Twitter Inc. is changing its Hacked Materials Policy, walking back a set of rules at the heart of its enforcement action this week against a controversial article that included potentially damaging allegations against U.S. presidential candidate Joe Biden.
In a series of tweets, policy chief Vijaya Gadde said that the company will no longer remove hacked content “unless it is directly shared by hackers or those acting in concert with them.” Instead, it “will label Tweets to provide context instead of blocking links from being shared on Twitter.” Gadde said the updated policy will be put in place in the coming days.
Twitter found itself at center of a political firestorm this week after both it and Facebook Inc. took measures to suppress the sharing of a New York Post article that alleged Biden had improper connections to an executive at a Ukrainian energy firm. Twitter has taken a more aggressive approach in policing President Donald Trump’s use of the service this year, earning it accusations from U.S. Republicans of stifling conservative speech and trying to assist Biden’s campaign.
At one point, the hashtag #TwitterCensorship was trending on the service.
Senate Judiciary Chairman Lindsey Graham and GOP Senator Ted Cruz told reporters Thursday morning that they will vote next Tuesday to subpoena Twitter Chief Executive Officer Jack Dorsey to appear before the committee to answer questions about its policies.

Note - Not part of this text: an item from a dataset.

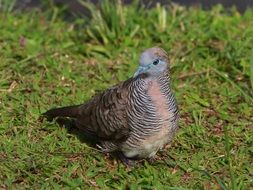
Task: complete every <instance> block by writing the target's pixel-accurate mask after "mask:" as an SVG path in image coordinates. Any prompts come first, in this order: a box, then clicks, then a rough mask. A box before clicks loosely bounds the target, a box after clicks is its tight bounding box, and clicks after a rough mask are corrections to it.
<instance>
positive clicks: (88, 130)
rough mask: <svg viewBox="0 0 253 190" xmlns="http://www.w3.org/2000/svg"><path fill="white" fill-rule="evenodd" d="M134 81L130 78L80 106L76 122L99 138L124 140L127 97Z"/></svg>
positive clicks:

Twitter, like Facebook, has at times struggled to consistently enforce its policies, and both have updated their rules around important issues like voting and health-related misinformation in the run-up to the November U.S. presidential election.
Facebook said it was diminishing the Post story’s reach while it was fact-checked. Twitter blocked some people from sharing links to the story, and those who clicked on links that were shared were blocked from visiting the New York Post website.
A Twitter spokesman said the story would still be blocked on the platform despite the new policy because it contained people’s personal information, such as email addresses. A version of the story without that personal details, though, would be allowed.
Twitter says part of the reason for the change is that it doesn’t want to stifle important journalism in the future. “We want to clarify -- the policy isn’t meant to chill journalistic efforts or whistleblowers,” tweeted the company’s head of communications, Brandon Borrman.
The Hacked Materials Policy in question forbids people from sharing or linking to documents or other materials that were obtained via a hack. Dorsey acknowledged in a tweet on Wednesday that Twitter did a poor job of communicating its policy and reasoning.
“Our communication around our actions on the @nypost article was not great,” the CEO wrote. “And blocking URL sharing via tweet or DM with zero context as to why we’re blocking: unacceptable.”
Compounding the company’s headaches late Thursday was a global outage caused by a technical issue that has since been resolved.